Solution: 1. H₀: μ = 1000 (bulbs last 1000 hours).
H₁: μ < 1000 (bulbs last less). 2. Significance level: α = 5%. 3. Test statistic: x̄ = 990, n = 50, σ = 30.
- z = (990 – 1000) / (30/√50) = -10 / 4.243 ≈ -2.36. 4. p-value: P(Z < -2.36) = 0.0091 (from normal tables). 5. Compare: 0.0091 < 0.05 → Reject H₀. 6. Conclusion: "There is sufficient evidence at the 5% level to suggest the bulbs last less than 1000 hours."

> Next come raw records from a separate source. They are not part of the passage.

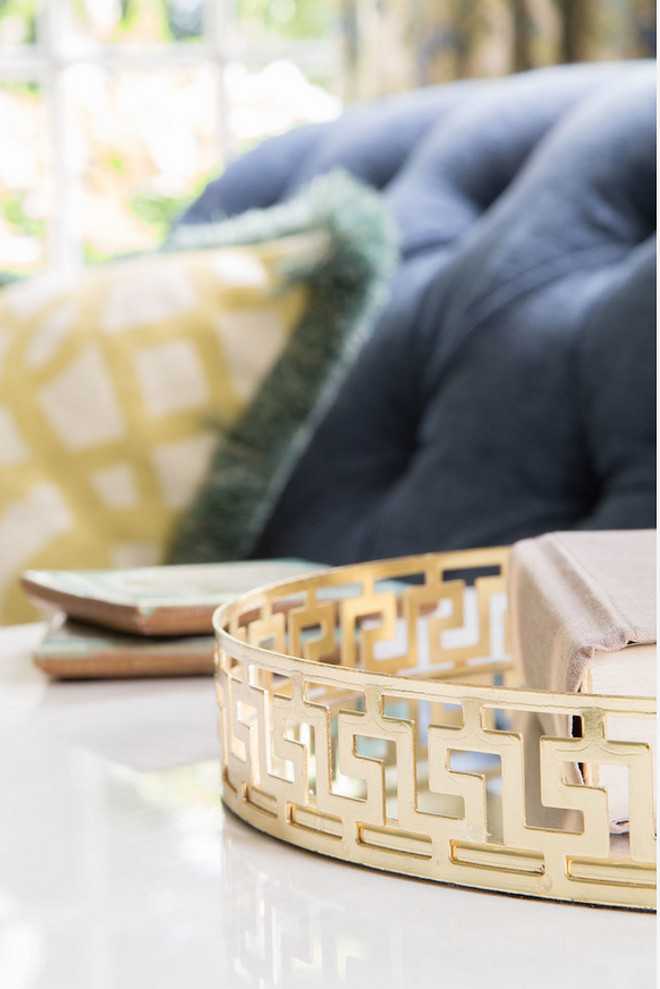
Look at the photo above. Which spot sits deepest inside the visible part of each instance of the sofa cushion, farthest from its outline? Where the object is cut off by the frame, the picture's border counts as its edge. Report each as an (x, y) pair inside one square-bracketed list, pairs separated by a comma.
[(463, 422)]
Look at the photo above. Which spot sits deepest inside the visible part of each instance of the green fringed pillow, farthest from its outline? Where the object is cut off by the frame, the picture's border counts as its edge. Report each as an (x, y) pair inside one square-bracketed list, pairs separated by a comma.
[(346, 284)]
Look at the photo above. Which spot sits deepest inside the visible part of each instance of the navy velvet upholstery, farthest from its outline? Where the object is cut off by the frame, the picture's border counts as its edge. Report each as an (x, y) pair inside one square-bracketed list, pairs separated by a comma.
[(508, 388)]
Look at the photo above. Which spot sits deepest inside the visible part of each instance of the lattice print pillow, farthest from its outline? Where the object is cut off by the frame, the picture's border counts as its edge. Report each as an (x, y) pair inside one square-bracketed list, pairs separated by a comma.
[(107, 386)]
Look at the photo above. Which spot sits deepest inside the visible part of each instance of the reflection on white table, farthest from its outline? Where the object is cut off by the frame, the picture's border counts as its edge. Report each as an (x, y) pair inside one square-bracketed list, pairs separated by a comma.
[(120, 868)]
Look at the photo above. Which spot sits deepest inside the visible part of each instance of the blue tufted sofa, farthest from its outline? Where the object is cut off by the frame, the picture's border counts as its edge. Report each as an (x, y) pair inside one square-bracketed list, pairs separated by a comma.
[(509, 386)]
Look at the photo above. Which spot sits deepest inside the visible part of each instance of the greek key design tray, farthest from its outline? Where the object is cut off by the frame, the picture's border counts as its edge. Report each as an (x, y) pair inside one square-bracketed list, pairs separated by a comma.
[(371, 713)]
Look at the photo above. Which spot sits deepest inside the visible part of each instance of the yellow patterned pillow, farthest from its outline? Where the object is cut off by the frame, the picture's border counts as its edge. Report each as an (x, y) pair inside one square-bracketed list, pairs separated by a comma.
[(107, 386)]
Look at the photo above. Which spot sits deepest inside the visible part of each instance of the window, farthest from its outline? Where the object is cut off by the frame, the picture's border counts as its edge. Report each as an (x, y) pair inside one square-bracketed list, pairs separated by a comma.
[(114, 112)]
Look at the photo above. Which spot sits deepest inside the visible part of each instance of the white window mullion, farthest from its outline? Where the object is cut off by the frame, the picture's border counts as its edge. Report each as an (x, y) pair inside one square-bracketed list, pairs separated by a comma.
[(218, 19), (63, 229)]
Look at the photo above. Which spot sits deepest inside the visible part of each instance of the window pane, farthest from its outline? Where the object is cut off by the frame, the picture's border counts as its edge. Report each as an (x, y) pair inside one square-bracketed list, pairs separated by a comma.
[(148, 139), (263, 20), (17, 22), (23, 177), (144, 22), (273, 100)]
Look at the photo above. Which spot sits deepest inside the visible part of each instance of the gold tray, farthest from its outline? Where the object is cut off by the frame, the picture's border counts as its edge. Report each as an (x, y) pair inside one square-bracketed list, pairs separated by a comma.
[(371, 713)]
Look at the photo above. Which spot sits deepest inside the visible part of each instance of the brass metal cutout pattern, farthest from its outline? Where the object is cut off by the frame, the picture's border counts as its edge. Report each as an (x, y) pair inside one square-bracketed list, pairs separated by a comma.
[(371, 713)]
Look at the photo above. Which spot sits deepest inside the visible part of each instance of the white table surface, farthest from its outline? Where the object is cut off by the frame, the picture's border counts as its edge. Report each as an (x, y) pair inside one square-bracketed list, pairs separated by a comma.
[(119, 867)]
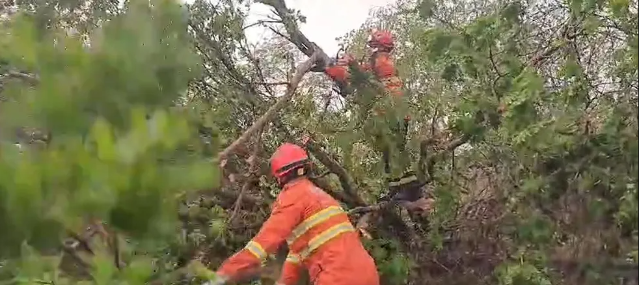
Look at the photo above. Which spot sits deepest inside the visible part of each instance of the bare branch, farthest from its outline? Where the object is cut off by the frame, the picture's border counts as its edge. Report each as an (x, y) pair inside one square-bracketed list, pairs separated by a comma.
[(302, 69)]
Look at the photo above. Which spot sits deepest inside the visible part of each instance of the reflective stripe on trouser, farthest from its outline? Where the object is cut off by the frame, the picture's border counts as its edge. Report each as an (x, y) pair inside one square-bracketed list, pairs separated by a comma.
[(319, 240)]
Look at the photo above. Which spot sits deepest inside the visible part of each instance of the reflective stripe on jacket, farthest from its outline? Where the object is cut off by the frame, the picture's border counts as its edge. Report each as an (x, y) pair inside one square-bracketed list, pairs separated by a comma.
[(320, 237)]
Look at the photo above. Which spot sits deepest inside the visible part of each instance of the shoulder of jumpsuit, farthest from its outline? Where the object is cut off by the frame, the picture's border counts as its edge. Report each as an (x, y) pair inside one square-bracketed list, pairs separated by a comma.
[(292, 193)]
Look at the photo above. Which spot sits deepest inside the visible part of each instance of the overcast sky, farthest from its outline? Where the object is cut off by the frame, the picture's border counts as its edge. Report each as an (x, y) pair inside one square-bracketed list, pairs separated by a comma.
[(325, 19)]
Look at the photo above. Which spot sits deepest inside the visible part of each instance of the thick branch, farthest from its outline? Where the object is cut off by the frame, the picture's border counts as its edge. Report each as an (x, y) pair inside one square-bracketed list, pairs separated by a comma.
[(296, 36), (348, 185), (302, 69)]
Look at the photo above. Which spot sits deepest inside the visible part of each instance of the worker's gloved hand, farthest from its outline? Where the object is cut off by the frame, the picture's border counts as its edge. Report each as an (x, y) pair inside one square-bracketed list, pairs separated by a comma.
[(219, 280)]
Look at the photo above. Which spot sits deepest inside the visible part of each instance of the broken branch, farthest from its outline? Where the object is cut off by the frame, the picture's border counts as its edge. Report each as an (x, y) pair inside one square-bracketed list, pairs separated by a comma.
[(301, 70), (296, 36)]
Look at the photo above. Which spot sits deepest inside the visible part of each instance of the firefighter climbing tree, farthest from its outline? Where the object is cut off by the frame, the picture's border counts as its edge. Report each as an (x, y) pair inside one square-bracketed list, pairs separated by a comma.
[(135, 138)]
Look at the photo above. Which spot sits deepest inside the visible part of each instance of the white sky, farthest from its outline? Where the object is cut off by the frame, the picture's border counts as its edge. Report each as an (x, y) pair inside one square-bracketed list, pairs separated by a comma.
[(325, 19)]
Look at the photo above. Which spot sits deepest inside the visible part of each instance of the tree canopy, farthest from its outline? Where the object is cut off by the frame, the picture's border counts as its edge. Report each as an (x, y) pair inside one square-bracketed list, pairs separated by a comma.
[(135, 137)]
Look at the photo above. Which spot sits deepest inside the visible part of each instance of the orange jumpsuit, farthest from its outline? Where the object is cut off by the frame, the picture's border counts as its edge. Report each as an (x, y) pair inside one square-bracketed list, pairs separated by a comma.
[(320, 238), (383, 68)]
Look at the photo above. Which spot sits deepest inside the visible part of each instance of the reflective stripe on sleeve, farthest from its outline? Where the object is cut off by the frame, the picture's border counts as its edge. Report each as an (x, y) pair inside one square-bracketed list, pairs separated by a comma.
[(256, 249), (293, 258)]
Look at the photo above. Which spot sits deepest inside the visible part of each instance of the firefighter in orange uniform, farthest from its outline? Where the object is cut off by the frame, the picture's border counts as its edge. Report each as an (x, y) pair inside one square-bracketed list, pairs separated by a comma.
[(392, 134), (317, 230)]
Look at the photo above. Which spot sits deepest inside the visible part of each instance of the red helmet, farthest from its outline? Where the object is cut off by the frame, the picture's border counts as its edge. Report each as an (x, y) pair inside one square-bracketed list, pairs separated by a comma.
[(381, 39), (286, 158)]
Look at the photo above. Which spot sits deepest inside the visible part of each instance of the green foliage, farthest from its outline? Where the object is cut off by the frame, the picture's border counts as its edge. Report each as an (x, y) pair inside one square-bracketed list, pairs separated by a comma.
[(117, 144)]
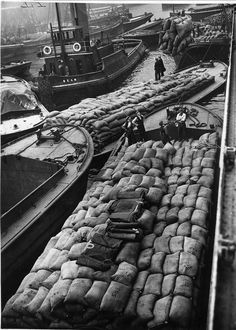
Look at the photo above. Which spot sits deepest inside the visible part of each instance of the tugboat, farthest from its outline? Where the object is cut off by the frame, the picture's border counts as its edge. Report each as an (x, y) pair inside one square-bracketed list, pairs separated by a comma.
[(16, 68), (76, 68)]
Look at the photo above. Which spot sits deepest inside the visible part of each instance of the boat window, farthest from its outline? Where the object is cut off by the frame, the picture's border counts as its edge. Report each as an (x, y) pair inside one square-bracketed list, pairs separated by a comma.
[(17, 96), (79, 66)]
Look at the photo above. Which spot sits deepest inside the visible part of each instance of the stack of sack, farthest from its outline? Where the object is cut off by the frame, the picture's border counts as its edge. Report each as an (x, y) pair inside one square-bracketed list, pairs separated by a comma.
[(131, 256), (104, 115), (176, 34), (222, 19)]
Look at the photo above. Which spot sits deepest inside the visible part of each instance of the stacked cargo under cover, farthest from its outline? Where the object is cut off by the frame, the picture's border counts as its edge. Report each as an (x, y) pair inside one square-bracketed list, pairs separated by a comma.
[(104, 115), (131, 255)]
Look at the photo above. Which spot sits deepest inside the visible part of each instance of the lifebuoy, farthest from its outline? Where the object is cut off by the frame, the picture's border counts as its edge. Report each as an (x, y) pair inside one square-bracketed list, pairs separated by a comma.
[(47, 50), (76, 47)]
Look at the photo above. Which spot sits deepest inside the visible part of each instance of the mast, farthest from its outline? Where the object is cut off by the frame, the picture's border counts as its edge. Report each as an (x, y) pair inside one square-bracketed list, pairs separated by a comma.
[(80, 18), (63, 52)]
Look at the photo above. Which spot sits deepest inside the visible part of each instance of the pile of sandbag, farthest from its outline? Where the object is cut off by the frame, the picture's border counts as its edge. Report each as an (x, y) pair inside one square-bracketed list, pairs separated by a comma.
[(176, 34), (104, 115), (148, 274), (223, 19)]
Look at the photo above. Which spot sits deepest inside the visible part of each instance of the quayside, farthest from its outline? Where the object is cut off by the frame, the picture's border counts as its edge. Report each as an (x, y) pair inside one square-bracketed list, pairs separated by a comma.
[(134, 254)]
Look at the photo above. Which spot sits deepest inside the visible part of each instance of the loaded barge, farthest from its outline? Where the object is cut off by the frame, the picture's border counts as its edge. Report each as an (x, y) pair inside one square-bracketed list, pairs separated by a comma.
[(104, 116), (44, 175), (138, 243), (76, 68)]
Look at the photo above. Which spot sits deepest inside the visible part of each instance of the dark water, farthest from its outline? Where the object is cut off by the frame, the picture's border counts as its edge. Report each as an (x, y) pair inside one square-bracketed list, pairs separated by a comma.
[(144, 71)]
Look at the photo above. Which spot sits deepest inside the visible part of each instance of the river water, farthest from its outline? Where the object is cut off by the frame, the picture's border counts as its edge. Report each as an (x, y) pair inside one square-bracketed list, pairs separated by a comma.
[(145, 69)]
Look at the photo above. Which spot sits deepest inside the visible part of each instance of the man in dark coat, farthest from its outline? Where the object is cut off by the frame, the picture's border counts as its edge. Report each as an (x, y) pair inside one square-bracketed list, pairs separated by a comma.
[(129, 130), (139, 128), (162, 67), (159, 68)]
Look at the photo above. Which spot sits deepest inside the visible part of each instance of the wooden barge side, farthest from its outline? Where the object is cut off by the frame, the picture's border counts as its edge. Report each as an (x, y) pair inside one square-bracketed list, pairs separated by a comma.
[(221, 307)]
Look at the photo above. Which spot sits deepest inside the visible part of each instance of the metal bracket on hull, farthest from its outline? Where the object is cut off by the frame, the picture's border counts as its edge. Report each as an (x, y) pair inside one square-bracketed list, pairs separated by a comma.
[(227, 248)]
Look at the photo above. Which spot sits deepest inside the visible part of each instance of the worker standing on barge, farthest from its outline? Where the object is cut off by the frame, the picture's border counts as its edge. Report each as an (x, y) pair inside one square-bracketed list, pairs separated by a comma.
[(139, 129)]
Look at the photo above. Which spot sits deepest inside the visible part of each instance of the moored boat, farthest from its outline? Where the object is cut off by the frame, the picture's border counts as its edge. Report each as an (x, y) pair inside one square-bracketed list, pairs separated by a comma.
[(43, 176), (116, 28), (18, 68), (201, 13), (149, 215), (75, 69), (137, 21), (104, 116), (148, 33), (216, 49), (21, 111)]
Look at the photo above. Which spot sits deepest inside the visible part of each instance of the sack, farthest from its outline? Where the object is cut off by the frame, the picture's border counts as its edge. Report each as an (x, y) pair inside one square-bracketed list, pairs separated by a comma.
[(105, 276), (95, 294), (177, 200), (157, 262), (193, 246), (166, 200), (172, 215), (146, 163), (170, 230), (130, 309), (76, 250), (171, 263), (154, 195), (176, 244), (182, 190), (161, 244), (115, 298), (145, 307), (185, 214), (153, 285), (184, 286), (184, 229), (77, 290), (202, 204), (129, 253), (199, 218), (148, 241), (159, 228), (168, 284), (188, 264), (146, 221), (199, 234), (125, 273), (161, 312), (161, 214), (180, 312), (69, 270), (144, 259)]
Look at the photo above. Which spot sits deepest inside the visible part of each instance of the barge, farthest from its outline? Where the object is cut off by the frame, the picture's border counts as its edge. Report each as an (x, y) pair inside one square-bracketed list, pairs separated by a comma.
[(149, 215), (21, 111), (104, 116), (75, 68), (43, 176)]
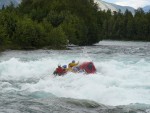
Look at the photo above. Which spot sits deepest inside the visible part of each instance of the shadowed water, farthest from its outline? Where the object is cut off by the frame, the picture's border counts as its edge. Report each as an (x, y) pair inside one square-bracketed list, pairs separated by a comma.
[(121, 83)]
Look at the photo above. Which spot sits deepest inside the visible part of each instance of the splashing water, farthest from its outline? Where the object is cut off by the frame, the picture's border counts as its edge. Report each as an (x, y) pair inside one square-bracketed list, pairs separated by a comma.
[(122, 78)]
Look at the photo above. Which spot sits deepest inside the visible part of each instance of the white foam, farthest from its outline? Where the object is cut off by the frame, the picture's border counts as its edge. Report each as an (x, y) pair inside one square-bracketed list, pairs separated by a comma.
[(117, 82)]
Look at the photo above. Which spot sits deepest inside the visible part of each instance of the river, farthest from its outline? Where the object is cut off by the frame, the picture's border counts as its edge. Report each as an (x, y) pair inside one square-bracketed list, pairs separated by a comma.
[(121, 84)]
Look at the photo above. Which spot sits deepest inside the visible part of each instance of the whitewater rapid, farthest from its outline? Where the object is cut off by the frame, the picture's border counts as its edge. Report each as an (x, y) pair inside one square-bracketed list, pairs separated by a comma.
[(122, 78)]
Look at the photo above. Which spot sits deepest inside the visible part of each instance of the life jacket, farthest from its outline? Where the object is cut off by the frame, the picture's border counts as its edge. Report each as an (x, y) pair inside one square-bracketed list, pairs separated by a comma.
[(60, 71), (72, 64), (88, 67)]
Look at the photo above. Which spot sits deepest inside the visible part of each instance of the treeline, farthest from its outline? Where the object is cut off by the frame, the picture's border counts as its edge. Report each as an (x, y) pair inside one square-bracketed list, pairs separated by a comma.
[(125, 26), (55, 23), (51, 23)]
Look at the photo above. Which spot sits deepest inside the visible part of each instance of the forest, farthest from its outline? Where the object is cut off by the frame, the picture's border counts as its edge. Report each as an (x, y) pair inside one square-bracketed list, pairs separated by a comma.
[(54, 24)]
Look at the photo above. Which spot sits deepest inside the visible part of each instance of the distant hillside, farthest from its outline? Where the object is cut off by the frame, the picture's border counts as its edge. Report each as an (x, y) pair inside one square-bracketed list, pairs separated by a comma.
[(8, 2), (113, 7), (146, 8)]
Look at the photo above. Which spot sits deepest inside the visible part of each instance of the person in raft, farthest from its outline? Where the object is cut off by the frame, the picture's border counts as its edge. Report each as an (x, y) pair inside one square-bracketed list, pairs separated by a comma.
[(72, 64), (60, 70)]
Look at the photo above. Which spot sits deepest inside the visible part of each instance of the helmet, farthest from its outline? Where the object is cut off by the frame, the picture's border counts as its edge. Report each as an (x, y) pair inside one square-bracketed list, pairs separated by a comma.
[(64, 66)]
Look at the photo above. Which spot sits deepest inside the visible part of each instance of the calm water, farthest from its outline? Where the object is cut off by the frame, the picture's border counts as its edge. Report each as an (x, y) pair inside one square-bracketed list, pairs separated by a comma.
[(122, 81)]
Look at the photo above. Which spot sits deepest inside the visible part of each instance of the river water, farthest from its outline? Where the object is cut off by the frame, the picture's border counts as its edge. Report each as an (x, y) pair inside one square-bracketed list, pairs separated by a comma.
[(121, 84)]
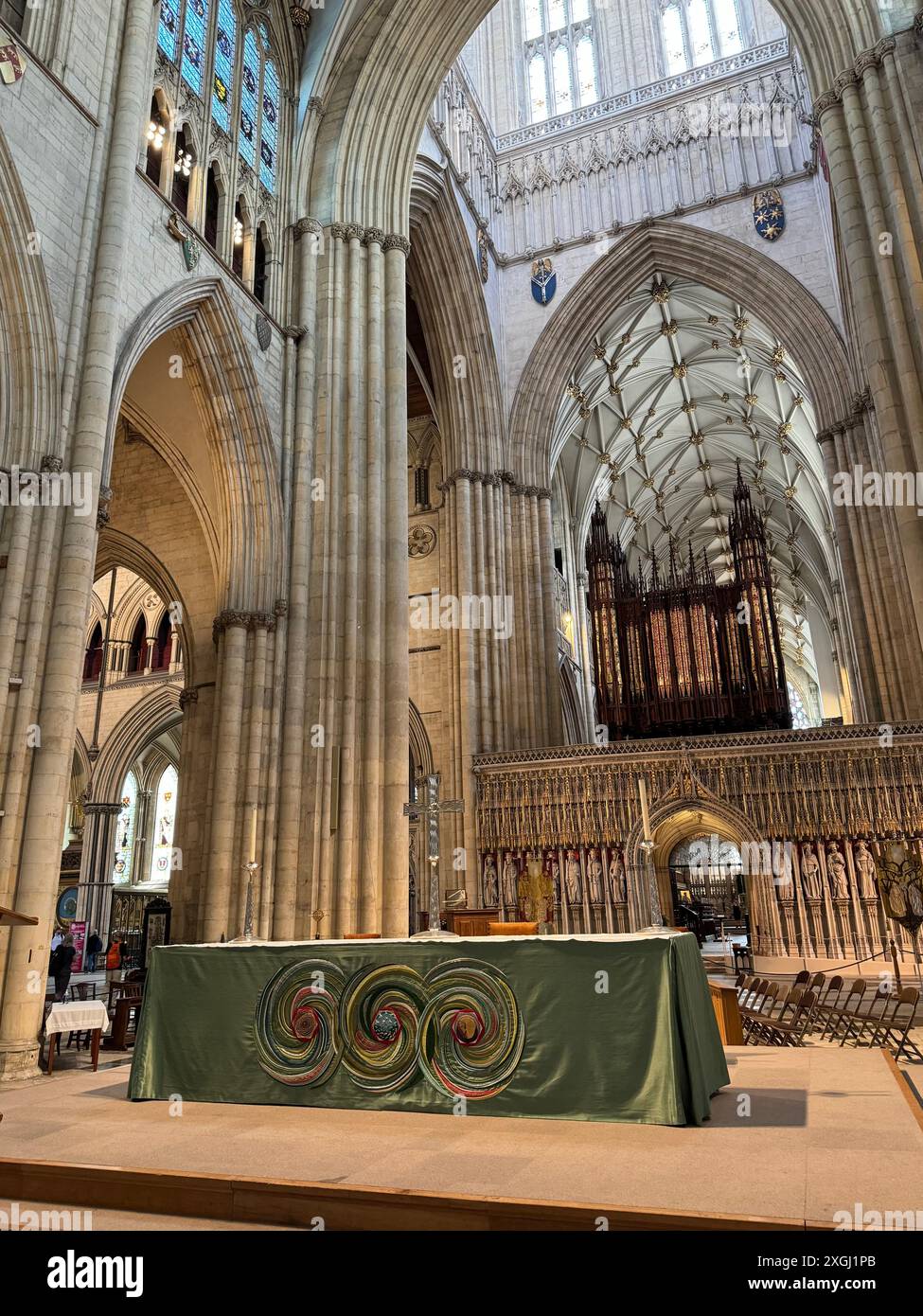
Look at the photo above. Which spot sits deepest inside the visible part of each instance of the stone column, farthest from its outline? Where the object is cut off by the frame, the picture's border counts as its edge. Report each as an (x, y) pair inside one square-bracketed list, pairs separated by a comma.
[(21, 1008), (216, 898), (876, 182), (357, 684), (295, 729), (97, 866)]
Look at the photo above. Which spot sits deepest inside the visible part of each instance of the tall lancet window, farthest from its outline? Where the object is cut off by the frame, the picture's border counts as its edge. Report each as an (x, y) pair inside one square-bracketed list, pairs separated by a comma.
[(195, 37), (225, 74), (698, 32), (559, 57), (225, 44), (162, 827), (125, 828)]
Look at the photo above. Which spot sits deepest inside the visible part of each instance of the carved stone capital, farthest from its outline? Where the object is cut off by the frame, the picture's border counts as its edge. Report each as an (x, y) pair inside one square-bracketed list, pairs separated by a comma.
[(397, 242), (825, 101), (229, 618), (307, 225)]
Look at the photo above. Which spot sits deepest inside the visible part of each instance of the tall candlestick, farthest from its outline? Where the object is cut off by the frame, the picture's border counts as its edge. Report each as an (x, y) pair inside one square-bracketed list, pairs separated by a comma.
[(646, 816), (253, 836)]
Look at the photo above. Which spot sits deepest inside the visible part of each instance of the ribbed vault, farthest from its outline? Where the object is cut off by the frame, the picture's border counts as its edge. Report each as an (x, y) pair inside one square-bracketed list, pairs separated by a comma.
[(374, 66), (680, 385)]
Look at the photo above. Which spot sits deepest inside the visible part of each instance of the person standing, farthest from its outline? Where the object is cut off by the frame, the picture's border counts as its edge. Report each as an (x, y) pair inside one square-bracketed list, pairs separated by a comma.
[(94, 948), (62, 960)]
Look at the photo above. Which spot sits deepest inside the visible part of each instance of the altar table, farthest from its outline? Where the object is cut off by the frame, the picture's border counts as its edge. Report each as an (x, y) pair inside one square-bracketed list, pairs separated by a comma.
[(579, 1028)]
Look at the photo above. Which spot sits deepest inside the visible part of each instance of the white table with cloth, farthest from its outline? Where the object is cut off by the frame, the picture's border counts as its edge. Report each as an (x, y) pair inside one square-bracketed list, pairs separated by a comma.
[(80, 1016)]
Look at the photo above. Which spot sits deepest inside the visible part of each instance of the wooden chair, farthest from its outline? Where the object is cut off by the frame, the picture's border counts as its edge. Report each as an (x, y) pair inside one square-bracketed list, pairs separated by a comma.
[(896, 1031), (80, 991), (790, 1003), (791, 1032), (858, 1022), (751, 1018), (832, 1013), (754, 994), (831, 995)]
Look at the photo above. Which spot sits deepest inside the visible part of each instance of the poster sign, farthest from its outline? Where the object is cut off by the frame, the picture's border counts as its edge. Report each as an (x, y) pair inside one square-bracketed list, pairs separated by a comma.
[(78, 932)]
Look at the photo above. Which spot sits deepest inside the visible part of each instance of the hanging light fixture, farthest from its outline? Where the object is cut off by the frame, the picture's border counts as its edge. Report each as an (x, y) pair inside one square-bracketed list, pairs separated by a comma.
[(155, 134)]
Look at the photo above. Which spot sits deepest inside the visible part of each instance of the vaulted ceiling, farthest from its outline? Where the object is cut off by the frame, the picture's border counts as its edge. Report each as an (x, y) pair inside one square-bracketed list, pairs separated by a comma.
[(680, 384)]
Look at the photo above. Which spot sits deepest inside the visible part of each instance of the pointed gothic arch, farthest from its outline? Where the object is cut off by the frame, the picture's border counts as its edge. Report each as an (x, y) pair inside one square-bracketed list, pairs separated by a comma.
[(249, 520)]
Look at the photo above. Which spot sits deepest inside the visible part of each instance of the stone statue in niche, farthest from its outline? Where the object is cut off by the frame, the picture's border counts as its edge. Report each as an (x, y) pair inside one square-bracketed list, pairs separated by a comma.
[(836, 867), (595, 876), (491, 883), (811, 874), (573, 878), (509, 883), (616, 880), (555, 871), (866, 871)]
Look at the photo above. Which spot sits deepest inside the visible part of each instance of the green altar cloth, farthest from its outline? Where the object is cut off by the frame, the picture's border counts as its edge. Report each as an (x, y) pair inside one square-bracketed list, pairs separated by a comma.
[(577, 1028)]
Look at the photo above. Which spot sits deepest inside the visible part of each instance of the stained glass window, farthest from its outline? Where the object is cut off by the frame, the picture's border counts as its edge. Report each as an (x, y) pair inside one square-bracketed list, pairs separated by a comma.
[(250, 98), (124, 860), (727, 26), (225, 44), (535, 20), (563, 95), (801, 719), (162, 827), (270, 127), (559, 57), (673, 37), (696, 32), (538, 88), (586, 71), (556, 14), (700, 32), (195, 39), (168, 27)]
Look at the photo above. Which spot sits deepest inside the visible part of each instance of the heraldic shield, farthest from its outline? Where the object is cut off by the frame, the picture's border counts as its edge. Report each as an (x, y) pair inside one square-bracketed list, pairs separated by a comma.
[(769, 215), (544, 282)]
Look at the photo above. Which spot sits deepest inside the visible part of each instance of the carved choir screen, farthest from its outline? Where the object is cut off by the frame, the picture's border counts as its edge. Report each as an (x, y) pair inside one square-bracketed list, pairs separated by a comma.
[(681, 654), (819, 810), (572, 888)]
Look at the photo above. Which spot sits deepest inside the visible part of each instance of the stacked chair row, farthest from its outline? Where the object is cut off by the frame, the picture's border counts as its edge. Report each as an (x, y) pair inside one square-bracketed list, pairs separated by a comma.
[(868, 1015)]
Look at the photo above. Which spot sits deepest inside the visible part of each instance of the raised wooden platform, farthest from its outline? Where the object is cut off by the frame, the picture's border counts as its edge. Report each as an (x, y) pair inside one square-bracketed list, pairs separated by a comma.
[(798, 1136)]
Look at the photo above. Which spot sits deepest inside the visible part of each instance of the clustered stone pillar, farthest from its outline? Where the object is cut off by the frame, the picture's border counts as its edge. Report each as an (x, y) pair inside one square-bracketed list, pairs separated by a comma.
[(352, 837), (502, 658), (97, 861), (71, 541), (873, 579), (868, 127)]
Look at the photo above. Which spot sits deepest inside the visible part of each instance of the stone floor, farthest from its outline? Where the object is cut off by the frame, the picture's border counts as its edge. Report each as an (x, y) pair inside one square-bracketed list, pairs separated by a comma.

What we did and why: - Normal distribution because sample size > 30 (Central Limit Theorem). - One-tailed test because the question asked "less than."


Common Mistakes

Mistake Why it Happens Correct Approach
Using the wrong tail Confusing "greater than" with "less than." Read H₁ carefully: ">" = upper-tailed, "<" = lower-tailed, "≠" = two-tailed.
Forgetting to double p-value Only calculating one tail for a two-tailed test. For two-tailed tests, double the p-value (or halve α for critical regions).
Mixing up H₀ and H₁ Writing H₀ as "p > 0.5" instead of "p = 0.5." H₀ always has "="; H₁ has ">", "<", or "≠".
Using the wrong distribution Using binomial when normal is needed (or vice versa). Check sample size: n > 30 → normal; n ≤ 30 → binomial (if discrete).
Ignoring the significance level Comparing p-value to 0.05 when α = 1%. Always check α—if not given, assume 5%.

Exam Traps

Trap How to Spot it How to Avoid it
"Test at the 10% level" The question gives an unusual α (e.g., 10%, 2%). Circle α immediately—don’t assume 5%.
"Two-tailed but disguised" The question says "different" or "changed" (not "greater/less"). H₁ will have "≠"—double the p-value or halve α.
"Critical region vs. p-value" The question asks for the critical region but you calculate p-value (or vice versa). Read the question carefully—if it says "critical region," find the critical value(s).

1-Minute Recap

"Here’s what you need to remember the night before your exam: 1. H₀ is always "="; H₁ is ">", "<", or "≠". 2. One-tailed test? Compare p-value to α. Two-tailed? Double the p-value or halve α. 3. p-value ≤ α? Reject H₀. Test statistic in critical region? Reject H₀. 4. Always write a conclusion—examiners love this! 5. Check the distribution: Binomial for small samples, normal for large (n > 30). Now go ace that exam!